Distributed Caching in Node.js with Redis for Better Performance
Recently, I needed to implement server-side caching in an Express.js application. Coming from frameworks like Next.js, where caching helpers are readily available, I wondered how to achieve similar functionality in a plain Express.js setup. As I started researching, I realized that creating a universal caching function, similar to what Next.js provides, was surprisingly straightforward. While caching values directly in the memory of the Express app was an option, it could become problematic once multiple instances of the application were running. To address this, I opted for Redis.
Redis offers several additional advantages that are benefitial for this case, including:
- Automatic expiration of cached values
- Distributed architecture
- Scalability
My goal was to make caching as simple as a regular function call. This was the developer experience I aimed for:
const users = await cache(async () => await getUsers(), ['users'], {expiresIn: 3600,});
On the first call, the getUsers
function fetches the users and stores the result in the cache. On subsequent calls, the function checks the cache for existing data and returns it, avoiding the need to call getUsers
again. The cache key ["users"]
is used to identify the data in the cache.
Why Redis?
Because we are using Redis, we can leverage its built-in EX
expiration property to handle cache expiration automatically. Redis is an in-memory data structure store, often used as a cache to speed up web applications by reducing the need to repeatedly query databases.

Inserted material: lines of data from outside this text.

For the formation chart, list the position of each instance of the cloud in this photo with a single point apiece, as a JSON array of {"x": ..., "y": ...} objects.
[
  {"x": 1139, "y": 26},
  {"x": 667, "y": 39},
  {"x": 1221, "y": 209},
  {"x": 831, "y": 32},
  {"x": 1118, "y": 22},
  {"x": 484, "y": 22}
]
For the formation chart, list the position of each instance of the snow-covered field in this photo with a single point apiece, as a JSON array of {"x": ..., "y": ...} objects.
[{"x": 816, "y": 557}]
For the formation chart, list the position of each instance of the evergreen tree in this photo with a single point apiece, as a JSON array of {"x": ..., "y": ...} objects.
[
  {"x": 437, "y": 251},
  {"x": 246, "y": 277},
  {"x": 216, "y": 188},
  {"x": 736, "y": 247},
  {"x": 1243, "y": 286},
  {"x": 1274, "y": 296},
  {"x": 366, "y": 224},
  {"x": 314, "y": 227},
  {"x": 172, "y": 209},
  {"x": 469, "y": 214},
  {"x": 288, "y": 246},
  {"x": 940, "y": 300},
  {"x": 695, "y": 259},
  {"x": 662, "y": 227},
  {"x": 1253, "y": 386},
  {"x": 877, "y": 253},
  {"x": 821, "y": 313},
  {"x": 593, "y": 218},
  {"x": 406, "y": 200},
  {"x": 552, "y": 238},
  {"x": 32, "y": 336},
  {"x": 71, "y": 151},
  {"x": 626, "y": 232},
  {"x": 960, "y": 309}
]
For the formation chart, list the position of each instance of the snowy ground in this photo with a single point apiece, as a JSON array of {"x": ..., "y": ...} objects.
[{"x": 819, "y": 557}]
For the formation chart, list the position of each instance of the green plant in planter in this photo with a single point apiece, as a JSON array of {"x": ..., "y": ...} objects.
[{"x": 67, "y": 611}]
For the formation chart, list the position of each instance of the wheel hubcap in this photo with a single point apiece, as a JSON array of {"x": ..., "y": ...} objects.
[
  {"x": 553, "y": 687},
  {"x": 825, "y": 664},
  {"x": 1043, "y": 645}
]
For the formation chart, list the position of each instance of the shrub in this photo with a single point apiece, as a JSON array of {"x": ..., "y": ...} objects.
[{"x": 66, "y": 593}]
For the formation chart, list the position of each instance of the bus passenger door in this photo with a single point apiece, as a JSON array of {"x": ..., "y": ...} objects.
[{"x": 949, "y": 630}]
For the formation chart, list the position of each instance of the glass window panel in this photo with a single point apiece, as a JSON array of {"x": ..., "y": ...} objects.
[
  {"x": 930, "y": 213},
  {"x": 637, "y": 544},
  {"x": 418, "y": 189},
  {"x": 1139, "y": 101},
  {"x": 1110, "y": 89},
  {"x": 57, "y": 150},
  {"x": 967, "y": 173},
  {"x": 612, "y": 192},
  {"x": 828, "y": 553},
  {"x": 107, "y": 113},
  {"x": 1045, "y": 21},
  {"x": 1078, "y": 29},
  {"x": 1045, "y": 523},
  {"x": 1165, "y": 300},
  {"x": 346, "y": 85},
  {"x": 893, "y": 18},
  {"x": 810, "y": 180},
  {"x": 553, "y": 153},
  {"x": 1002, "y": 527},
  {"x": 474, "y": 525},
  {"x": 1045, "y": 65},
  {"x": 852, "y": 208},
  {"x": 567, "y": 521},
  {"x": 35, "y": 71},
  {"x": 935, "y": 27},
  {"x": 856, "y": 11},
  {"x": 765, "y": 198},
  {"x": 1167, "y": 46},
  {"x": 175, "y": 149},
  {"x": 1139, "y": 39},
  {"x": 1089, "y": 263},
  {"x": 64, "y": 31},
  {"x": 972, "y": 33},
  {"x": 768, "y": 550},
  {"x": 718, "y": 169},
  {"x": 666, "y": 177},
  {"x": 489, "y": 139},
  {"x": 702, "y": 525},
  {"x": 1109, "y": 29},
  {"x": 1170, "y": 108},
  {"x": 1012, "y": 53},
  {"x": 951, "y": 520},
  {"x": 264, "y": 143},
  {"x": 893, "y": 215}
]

By caching the results of frequently called functions, Redis significantly reduces the load on your database, speeds up response times, and helps your app scale efficiently. This is especially useful when dealing with large amounts of traffic or complex database queries.
The Cache Function
Below is the first implementation of the cache
function, which allows us to achieve the behavior described above:
import { Redis } from 'ioredis';interface CacheOptions {expiresIn?: number;}/*** This function caches the result of a function in Redis.* @param fn The function whose result will be cached.* @param key Key to identify the cache entry.* @param opt Options for cache configuration.* @returns The result of the function.*/export default async function cache<T>(fn: () => Promise<T>,key: string[],opt: Partial<CacheOptions> = {},): Promise<T> {const kv = new Redis({host: process.env.REDIS_HOST,port: parseInt(process.env.REDIS_PORT),password: process.env.REDIS_PASSWORD,});const cacheKey = `cache:${key.join(':')}`;if (!kv) {return fn();}const cachedResult = await kv.get(cacheKey);if (cachedResult) {return JSON.parse(cachedResult) as T;}const result = await fn();await kv.set(cacheKey, JSON.stringify(result), 'EX', opt.expiresIn ?? 3600);return result;}
Handling Cache Invalidation
Now, let's address a potential issue: what happens when a new user is added and we need to update the users
list immediately? This is where cache invalidation comes in.
Here’s a simple implementation for cache invalidation:
import { Redis } from 'ioredis';const kv = new Redis({host: process.env.REDIS_HOST,port: parseInt(process.env.REDIS_PORT),password: process.env.REDIS_PASSWORD,});/*** This function revalidates the cache by deleting the existing cache entry.* @param key Key to identify the cache entry.*/export default async function revalidateTag(key: string[]): Promise<void> {const cacheKey = `cache:${key.join(':')}`;if (!kv) {return;}await kv.del(cacheKey);}
The revalidateTag
function allows you to invalidate the cache whenever necessary, forcing a fresh fetch the next time the function is called.
Here’s how you can use it:
await addUser('max', 'muster');await revalidateTag(['users']);
With this approach, the next time getUsers
is called, the new user max
will be included in the results.
Best Practices for Cache Management
When implementing caching, there are several best practices to keep in mind to ensure it’s both efficient and scalable.
Cache Key Naming
A solid naming convention for cache keys is essential to avoid conflicts and ensure efficient cache management. Using a prefix like cache:
helps distinguish cache data from other types of data stored in Redis. Additionally, incorporating versioning in your cache key can help prevent issues when the structure of the cached data changes over time.
To make working with cache keys easier, I’ve implemented a simple helper that generates a clean and consistent cache key from an array of strings, making it easier to work with cache keys.
const cacheKey = `cache:${key.join(':')}`;
Error Handling
It’s important to add robust error handling when working with Redis. If the Redis server is down or unreachable, your application should have a fallback mechanism to handle the error gracefully. In this case it will just handle it like if there was no cached value.
Conclusion
In this post, we set up a simple yet powerful caching solution for a Node.js app using Redis. By leveraging Redis' built-in expiration feature, we were able to cache data efficiently and reduce the load on the server. We also tackled cache invalidation with the revalidateTag
function, making sure that the data stays up-to-date when things change, like adding a new user.
This setup gives us a solid foundation for improving app performance and scalability, and it’s a great starting point for handling large amounts of traffic without sacrificing speed.